De quoi est-il donc fait, ce Réel que j'ai découvert et distingué dès lors d'une majuscule ? Des perceptions qui se sont inscrites à l'orée de la formation de la psyché et qui n'ont pas été écrites, c'est-à-dire pas encodées selon les lois du langage. Je pense qu'elles correspondent aux signes de perception de Freud. Telle est l'autre différence d'avec le réel de la physique : en même temps qu'il est hors du symbolique, ce dernier est extérieur à nous, tandis que le Réel de la psychanalyse est intérieur.

La physique n'est pas non plus l'observation pure. Elle ne consiste pas à relever tout ce qu'on voit sur un calepin. Néanmoins, la base expérimentale est indispensable : expliquer ce qui est par l'impossible est une formule qui va beaucoup trop loin.

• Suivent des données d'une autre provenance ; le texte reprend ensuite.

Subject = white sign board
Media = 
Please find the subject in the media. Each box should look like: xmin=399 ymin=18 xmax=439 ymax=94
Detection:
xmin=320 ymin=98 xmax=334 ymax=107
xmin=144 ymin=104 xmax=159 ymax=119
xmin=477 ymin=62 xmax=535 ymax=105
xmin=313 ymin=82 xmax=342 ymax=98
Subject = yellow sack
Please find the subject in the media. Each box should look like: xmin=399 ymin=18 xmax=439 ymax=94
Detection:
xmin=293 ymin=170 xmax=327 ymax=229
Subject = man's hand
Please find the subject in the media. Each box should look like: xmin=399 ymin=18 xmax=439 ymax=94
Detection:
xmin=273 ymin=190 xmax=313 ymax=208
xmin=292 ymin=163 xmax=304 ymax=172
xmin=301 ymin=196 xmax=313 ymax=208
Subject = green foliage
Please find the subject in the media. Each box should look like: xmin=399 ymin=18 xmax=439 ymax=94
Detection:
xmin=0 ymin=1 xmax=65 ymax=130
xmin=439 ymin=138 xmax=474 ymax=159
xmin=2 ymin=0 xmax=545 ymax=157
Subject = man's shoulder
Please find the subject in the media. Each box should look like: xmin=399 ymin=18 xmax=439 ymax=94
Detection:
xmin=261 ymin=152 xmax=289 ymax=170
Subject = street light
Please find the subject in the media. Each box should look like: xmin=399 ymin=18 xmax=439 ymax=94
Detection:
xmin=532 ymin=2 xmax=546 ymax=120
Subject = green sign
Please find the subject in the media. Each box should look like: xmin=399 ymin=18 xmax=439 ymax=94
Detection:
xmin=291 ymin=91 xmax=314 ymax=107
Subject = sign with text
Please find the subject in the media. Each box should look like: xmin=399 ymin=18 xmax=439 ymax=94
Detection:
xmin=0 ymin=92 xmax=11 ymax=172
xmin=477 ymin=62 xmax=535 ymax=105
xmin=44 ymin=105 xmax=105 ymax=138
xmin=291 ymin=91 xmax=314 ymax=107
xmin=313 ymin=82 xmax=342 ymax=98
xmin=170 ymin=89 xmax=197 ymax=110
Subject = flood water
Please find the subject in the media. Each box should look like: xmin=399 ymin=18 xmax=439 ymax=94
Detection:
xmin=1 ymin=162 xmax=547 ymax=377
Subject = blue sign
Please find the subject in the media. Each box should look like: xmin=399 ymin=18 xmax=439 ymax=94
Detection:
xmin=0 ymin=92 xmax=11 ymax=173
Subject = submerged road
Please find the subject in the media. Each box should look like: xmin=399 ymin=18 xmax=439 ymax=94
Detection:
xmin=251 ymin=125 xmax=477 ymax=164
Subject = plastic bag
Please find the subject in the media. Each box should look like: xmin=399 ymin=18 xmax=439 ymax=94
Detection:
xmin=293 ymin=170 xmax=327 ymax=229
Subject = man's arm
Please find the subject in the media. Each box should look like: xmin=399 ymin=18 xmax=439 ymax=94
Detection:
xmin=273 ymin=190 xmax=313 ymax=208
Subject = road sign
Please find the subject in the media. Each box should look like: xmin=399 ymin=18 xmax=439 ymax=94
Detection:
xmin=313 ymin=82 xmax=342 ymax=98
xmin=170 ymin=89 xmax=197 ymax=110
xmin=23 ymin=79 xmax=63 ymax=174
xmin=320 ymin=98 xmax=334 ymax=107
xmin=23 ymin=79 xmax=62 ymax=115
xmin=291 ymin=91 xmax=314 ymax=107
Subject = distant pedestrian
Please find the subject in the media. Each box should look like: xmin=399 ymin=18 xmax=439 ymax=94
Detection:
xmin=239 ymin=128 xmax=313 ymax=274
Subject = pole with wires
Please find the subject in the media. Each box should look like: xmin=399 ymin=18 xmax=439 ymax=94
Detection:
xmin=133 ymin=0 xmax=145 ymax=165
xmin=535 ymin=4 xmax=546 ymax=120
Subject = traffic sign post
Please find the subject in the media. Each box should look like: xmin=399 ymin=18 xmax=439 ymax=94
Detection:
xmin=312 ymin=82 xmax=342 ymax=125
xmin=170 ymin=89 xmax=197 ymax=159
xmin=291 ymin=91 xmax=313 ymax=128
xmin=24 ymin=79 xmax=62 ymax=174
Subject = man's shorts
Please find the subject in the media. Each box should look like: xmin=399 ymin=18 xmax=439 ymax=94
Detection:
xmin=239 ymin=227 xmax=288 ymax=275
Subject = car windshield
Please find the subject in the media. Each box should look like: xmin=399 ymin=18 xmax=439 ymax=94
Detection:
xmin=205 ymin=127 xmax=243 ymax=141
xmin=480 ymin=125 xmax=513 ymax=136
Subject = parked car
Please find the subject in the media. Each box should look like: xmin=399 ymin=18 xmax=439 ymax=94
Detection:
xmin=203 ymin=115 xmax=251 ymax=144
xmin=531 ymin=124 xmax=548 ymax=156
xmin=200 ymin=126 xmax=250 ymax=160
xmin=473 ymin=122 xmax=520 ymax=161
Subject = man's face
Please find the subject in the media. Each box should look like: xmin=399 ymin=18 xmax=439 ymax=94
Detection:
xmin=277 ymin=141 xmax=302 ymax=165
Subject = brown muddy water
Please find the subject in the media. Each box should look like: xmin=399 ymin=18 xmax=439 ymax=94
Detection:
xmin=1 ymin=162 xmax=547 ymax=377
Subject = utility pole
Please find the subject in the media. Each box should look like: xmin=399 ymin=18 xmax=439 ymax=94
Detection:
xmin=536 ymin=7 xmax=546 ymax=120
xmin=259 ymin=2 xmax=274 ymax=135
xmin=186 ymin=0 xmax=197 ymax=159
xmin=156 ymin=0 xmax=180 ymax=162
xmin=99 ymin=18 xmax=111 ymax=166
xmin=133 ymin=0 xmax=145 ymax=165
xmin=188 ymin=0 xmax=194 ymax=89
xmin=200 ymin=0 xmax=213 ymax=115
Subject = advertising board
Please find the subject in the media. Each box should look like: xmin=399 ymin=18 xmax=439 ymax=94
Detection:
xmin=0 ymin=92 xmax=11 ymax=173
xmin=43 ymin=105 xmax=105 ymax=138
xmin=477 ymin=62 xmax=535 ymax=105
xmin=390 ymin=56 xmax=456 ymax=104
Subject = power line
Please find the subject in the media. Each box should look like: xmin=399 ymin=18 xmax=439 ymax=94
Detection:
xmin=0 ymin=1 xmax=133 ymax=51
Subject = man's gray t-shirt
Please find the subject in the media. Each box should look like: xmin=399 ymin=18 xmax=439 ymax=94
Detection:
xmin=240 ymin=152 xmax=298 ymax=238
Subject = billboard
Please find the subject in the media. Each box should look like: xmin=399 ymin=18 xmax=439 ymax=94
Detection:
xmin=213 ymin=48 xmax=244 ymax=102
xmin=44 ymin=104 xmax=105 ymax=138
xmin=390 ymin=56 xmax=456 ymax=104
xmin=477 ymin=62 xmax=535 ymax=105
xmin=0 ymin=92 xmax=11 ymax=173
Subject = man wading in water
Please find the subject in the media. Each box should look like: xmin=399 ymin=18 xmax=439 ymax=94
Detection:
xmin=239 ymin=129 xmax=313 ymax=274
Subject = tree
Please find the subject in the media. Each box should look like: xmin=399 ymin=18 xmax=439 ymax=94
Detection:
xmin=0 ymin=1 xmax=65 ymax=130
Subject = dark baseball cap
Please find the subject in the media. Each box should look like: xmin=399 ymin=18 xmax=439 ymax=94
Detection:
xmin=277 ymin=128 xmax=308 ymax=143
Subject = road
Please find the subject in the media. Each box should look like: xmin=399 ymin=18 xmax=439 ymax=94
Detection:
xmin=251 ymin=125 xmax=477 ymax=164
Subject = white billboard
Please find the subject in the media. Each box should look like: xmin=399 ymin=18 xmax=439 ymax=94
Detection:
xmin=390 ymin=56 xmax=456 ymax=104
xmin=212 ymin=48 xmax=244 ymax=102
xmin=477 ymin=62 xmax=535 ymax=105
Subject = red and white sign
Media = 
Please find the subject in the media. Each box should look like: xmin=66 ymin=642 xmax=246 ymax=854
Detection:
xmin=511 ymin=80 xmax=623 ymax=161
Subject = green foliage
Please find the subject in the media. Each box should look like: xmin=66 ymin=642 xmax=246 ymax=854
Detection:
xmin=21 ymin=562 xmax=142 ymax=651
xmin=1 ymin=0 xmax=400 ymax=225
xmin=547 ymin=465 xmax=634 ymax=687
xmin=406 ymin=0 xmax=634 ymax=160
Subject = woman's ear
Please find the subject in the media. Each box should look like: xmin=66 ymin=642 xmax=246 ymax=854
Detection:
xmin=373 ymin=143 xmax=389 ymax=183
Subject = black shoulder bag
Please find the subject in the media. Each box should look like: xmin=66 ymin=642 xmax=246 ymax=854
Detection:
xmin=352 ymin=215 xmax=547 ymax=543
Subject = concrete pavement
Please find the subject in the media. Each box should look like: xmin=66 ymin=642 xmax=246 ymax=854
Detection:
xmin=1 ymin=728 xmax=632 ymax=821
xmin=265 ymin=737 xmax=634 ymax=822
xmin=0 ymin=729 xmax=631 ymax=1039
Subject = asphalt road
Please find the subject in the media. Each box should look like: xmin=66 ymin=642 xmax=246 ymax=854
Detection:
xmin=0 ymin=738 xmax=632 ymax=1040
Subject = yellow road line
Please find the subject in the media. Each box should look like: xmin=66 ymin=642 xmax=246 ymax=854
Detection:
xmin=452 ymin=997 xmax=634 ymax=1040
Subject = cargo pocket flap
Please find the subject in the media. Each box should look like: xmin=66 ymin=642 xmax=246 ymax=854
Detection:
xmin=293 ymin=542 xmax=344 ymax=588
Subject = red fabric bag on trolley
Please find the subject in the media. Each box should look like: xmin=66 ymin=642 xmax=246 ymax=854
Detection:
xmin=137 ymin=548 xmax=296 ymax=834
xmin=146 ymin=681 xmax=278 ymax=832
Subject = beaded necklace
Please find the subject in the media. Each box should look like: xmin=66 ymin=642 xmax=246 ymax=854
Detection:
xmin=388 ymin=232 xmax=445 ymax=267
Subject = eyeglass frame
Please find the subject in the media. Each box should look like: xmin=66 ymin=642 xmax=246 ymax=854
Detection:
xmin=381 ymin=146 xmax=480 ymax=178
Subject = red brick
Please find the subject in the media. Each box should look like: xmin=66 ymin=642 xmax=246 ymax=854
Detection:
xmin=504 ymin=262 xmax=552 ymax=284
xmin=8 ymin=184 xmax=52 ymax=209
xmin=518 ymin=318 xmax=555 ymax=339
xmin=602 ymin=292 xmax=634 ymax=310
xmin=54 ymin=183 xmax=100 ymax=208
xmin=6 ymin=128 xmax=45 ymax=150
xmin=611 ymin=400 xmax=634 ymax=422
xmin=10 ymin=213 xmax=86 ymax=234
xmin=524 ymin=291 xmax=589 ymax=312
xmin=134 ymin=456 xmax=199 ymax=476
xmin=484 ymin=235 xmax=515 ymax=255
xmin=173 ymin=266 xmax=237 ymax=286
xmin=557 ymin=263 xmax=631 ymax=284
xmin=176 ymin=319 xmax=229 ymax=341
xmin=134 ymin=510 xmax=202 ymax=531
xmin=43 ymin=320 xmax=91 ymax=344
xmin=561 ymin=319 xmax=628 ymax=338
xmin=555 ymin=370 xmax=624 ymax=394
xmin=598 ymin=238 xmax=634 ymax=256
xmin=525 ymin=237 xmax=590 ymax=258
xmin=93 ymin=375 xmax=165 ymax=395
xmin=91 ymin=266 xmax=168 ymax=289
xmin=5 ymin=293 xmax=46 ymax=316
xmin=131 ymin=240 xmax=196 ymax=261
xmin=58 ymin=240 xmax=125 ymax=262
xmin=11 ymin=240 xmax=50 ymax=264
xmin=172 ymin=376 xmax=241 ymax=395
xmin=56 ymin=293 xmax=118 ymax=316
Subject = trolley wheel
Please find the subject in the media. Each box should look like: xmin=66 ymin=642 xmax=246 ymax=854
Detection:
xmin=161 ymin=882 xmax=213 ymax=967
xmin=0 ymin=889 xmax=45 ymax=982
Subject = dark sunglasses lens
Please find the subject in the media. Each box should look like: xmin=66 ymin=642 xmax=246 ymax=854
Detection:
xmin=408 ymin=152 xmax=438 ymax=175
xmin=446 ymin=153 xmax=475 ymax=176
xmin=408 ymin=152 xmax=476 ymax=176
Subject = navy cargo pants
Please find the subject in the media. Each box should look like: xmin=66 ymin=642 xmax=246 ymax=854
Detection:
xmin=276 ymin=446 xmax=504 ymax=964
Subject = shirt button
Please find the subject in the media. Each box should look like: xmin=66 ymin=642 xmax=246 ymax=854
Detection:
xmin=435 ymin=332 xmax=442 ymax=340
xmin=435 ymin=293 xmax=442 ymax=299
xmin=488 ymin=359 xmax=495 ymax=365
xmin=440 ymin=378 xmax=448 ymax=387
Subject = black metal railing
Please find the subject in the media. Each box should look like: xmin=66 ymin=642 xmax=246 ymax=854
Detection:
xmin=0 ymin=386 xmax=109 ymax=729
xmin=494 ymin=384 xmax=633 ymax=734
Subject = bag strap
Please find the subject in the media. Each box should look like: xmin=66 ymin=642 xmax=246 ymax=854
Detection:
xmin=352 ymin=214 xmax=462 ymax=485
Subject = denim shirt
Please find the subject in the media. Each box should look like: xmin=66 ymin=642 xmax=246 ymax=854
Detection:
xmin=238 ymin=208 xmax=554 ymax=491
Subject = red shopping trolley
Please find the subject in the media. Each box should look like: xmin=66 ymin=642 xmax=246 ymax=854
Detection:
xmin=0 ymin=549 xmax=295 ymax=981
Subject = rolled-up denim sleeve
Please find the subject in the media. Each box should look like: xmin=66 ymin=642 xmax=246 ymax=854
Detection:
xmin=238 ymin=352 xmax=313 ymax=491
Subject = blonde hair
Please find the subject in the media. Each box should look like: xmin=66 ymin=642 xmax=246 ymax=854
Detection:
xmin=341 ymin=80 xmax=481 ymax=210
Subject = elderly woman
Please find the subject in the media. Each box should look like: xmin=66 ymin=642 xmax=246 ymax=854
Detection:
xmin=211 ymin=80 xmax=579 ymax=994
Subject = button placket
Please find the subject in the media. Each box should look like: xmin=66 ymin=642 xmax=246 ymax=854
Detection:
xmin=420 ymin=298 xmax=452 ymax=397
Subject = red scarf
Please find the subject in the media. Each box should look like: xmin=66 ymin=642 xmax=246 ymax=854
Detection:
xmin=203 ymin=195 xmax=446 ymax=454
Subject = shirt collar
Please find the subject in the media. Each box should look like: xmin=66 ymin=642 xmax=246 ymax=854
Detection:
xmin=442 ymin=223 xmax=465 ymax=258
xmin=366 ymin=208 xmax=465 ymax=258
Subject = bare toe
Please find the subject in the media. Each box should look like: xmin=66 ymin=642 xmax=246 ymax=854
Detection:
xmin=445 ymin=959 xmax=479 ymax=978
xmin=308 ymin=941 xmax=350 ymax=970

L'expérience de pensée est "un des moyens". A côté, il faut des expériences dans le monde de la réalité, et aussi les mathématiques qui sont venues se greffer en intermédiaire entre la pensée et la réalité. Le tissu scientifique s'étoffe de toutes ces choses.
Freud indique précisément ce qui, dans sa pratique, entre en discordance avec sa théorie, pour expliquer pourquoi il change de théorie. Pour mémoire, l'article "Au-delà du principe de plaisir" qu'il inaugure par l'énumération de tout ce qui ne colle pas avec son principe de plaisir qui faisait jusqu'à présent le socle de sa théorie. C'est là qu'il énonce le jeu du fort-da. L'enfant, en jetant ou en détruisant ce qu'il ne comprend pas, la Chose, fait monter sur scène, à la place, la représentation. Le symbolique se heurte au Réel : il s'agit de ce qu'on ne peut pas symboliser, et qui n'a donc rien à voir avec les maths, puisque les maths sont le symbolique à l'état pur. Ce qui s'en symbolise n'entame pas le Réel. Les représentations s'agglutinent en réseau au-dessus de cette inscription primordiale impossible à effacer.
Le réseau, la machine, dans ce registre, c'est celle qui produit des représentations : c'est le symbolique certes, mais qui n'existe pas en dehors d'un sujet qui en manipule les rouages autant qu'il se trouve manipulé par eux. La proportion de l'un et de l'autre détermine alors ce qu'il en est du ou des symptômes, proportion que l'on pourra faire varier dans le cadre d'une analyse. La machine, dès lors, je m'en suis aperçu dans mes propres rêves, n'est rien d'autre qu'une représentation du sujet. C'est elle qui se tient au bord du Réel, synonyme de son échec à l'entamer. Elle inclut la castration au cœur même de son mécanisme.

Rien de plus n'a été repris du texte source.